For most of the post-2008 era, the structural advantage in institutional capital sat with high-velocity, short-dated, frequently-rebalanced strategies. Cheap leverage, abundant exit liquidity, and falling discount rates rewarded GPs who could turn capital quickly and LPs who could rebalance often. That cycle is over. The normalising-rate environment now favors a different shape of capital: long-duration, patient, structurally aligned with the underlying asset's natural hold period rather than the LP's quarterly mark.

Three drivers underpin the shift. First, the cost of capital has reset. Strategies built on cheap debt and constant refinancing carry materially worse risk-adjusted returns when the marginal cost of new debt sits 200–300 basis points above the 2010–2021 average. Second, exit windows are narrower and more episodic. The strategy of underwriting an exit in years three through five is dramatically harder when the IPO market is intermittent and strategic M&A is selective; a strategy that requires an exit in year three to clear hurdle is simply a worse strategy now. Third, the LP base has matured. The largest pools of private-market capital — sovereign-adjacent platforms, large family offices, mature endowments — are now structurally long-dated and increasingly explicit about their preference for managers who match that duration.

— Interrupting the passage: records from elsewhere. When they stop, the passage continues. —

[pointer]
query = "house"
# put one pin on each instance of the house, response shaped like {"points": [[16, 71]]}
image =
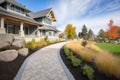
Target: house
{"points": [[18, 20]]}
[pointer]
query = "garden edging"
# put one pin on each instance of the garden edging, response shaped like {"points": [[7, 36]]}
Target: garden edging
{"points": [[66, 70]]}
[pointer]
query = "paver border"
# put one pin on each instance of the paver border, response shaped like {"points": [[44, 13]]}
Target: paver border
{"points": [[67, 72], [20, 71]]}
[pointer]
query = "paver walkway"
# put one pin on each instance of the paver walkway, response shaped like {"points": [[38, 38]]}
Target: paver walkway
{"points": [[44, 65]]}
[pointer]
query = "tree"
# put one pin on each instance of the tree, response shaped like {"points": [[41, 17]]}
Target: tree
{"points": [[84, 30], [90, 34], [80, 34], [102, 33], [61, 35], [113, 31], [70, 31]]}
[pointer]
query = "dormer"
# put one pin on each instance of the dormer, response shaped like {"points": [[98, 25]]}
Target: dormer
{"points": [[44, 16], [13, 6]]}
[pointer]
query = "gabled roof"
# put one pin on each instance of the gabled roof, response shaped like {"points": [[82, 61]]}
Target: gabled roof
{"points": [[20, 17], [15, 3], [46, 27], [42, 13]]}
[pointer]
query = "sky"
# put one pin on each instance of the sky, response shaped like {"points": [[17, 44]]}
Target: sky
{"points": [[95, 14]]}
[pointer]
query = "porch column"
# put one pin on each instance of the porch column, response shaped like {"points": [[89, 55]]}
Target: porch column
{"points": [[41, 33], [2, 29], [38, 32], [21, 32]]}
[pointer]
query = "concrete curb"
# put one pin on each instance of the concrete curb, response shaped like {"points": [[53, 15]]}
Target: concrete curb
{"points": [[67, 72], [21, 70]]}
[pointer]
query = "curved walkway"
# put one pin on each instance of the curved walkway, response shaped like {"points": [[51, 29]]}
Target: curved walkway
{"points": [[43, 65]]}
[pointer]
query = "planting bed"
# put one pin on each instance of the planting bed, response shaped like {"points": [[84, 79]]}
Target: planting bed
{"points": [[77, 72], [8, 70]]}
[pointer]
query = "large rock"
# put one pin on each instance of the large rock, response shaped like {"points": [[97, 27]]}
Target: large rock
{"points": [[23, 51], [8, 55], [7, 38], [18, 43], [3, 44]]}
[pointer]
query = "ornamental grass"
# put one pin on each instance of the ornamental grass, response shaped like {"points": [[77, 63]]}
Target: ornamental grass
{"points": [[105, 62]]}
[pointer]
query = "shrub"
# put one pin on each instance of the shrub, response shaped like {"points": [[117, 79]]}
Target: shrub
{"points": [[32, 45], [68, 53], [108, 64], [46, 38], [88, 71], [75, 61], [9, 47]]}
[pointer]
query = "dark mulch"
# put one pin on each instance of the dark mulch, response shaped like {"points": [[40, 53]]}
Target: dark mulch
{"points": [[77, 71], [8, 70]]}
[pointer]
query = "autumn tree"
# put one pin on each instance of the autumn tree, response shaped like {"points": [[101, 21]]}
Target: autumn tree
{"points": [[102, 33], [84, 30], [70, 31], [113, 31], [61, 35]]}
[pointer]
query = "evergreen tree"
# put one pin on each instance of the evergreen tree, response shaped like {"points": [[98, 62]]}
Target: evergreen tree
{"points": [[101, 33], [90, 34], [70, 31]]}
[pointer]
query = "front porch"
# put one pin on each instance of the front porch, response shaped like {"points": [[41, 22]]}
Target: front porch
{"points": [[26, 30], [16, 26]]}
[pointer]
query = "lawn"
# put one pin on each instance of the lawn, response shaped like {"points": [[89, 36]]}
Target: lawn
{"points": [[113, 48]]}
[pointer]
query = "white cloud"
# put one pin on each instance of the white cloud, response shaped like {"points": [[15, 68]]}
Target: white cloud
{"points": [[72, 11]]}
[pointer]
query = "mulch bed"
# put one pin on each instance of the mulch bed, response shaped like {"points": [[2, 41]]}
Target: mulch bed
{"points": [[8, 70], [77, 71]]}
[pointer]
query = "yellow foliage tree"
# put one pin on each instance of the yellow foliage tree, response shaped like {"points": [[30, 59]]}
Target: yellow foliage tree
{"points": [[70, 31]]}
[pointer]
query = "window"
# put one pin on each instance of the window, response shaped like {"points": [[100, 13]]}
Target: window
{"points": [[22, 11], [11, 7], [17, 9], [48, 20], [39, 19], [4, 5]]}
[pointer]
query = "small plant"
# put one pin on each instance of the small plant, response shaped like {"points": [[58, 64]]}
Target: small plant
{"points": [[75, 61], [88, 71], [68, 53], [46, 38]]}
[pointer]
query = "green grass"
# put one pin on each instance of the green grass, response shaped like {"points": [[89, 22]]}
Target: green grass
{"points": [[113, 48]]}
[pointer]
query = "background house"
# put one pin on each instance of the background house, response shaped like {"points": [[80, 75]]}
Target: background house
{"points": [[18, 20]]}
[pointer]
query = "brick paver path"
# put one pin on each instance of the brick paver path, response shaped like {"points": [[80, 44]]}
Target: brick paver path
{"points": [[44, 65]]}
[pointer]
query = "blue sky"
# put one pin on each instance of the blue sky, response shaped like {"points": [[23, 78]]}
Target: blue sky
{"points": [[95, 14]]}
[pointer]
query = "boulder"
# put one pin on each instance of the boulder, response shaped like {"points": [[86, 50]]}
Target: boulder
{"points": [[3, 44], [23, 51], [7, 38], [8, 55], [18, 43]]}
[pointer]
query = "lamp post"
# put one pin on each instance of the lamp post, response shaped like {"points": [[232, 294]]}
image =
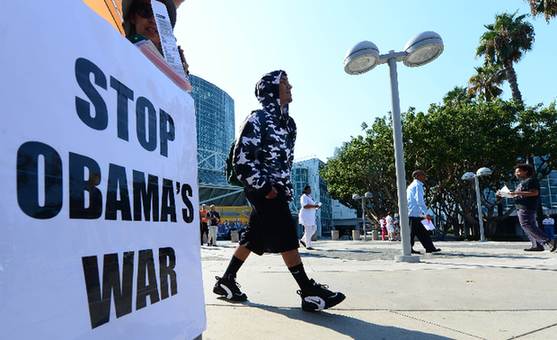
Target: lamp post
{"points": [[468, 176], [358, 197], [420, 50]]}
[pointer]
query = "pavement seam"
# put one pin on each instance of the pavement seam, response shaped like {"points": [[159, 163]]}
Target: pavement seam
{"points": [[534, 331], [401, 310], [437, 325]]}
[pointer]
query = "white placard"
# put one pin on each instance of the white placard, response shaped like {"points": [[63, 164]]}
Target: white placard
{"points": [[98, 170], [168, 41]]}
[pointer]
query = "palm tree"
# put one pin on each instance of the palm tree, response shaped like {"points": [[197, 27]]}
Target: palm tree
{"points": [[487, 82], [546, 7], [504, 43]]}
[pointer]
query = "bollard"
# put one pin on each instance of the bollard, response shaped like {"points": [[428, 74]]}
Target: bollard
{"points": [[234, 236]]}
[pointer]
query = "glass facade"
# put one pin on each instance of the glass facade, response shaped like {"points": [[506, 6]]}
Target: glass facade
{"points": [[214, 110], [548, 191], [307, 173]]}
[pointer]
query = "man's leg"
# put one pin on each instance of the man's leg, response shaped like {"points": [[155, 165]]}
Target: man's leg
{"points": [[423, 236], [310, 230], [412, 231], [527, 219], [303, 240], [226, 285], [315, 297]]}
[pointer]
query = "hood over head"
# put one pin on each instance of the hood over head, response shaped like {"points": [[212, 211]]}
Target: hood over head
{"points": [[267, 93]]}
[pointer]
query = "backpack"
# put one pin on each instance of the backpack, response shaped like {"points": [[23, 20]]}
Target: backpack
{"points": [[231, 176]]}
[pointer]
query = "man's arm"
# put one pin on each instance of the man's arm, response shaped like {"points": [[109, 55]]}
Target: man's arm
{"points": [[420, 200], [246, 162]]}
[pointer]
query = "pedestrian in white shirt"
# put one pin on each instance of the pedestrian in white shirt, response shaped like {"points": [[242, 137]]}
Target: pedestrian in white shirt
{"points": [[417, 211], [306, 217], [390, 226], [549, 226]]}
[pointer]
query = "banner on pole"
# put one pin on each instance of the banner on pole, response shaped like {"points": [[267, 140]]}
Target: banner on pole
{"points": [[98, 170]]}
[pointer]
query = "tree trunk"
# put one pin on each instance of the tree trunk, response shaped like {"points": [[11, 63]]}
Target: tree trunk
{"points": [[511, 76]]}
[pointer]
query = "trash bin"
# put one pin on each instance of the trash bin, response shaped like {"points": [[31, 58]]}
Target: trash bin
{"points": [[235, 236]]}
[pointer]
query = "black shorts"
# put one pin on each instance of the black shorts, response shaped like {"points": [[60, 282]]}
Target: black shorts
{"points": [[271, 228]]}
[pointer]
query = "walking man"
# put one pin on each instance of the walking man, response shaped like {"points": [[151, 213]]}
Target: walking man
{"points": [[214, 221], [306, 217], [526, 198], [204, 229], [417, 211], [263, 158], [549, 226]]}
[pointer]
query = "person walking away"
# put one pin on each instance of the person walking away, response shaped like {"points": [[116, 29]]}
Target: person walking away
{"points": [[549, 226], [306, 217], [417, 211], [214, 221], [263, 157], [390, 226], [203, 218], [526, 196], [383, 224]]}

The practical consequences for GPs are concrete. Continuation vehicles, evergreen structures, and longer-dated fund vehicles (12–15 year maturities, sometimes longer) are no longer creative responses to liquidity problems — they are the appropriate structure for the underlying asset. The "10-year fund" was a regulatory and conventional artifact of an era when assumptions about exit velocity supported it; the assumptions no longer hold for many categories. For LPs, the implication is that the diligence around manager duration discipline is now central, not peripheral. A GP who insists on the 7-year exit despite an asset whose natural hold is 10–12 years is creating principal-agent risk for the LP, not solving it.

The categories most affected are real assets, infrastructure, climate transition, healthcare platforms, and any private-equity strategy where the value-creation thesis depends on operational depth rather than financial-engineering velocity. For these categories, longer is better, and the manager who organises around that fact will outperform the manager who tries to fit the old vintage shape onto the new asset.

Brilwood's Capital practice has been quietly restructuring around this shift since 2024. The next decade rewards patience.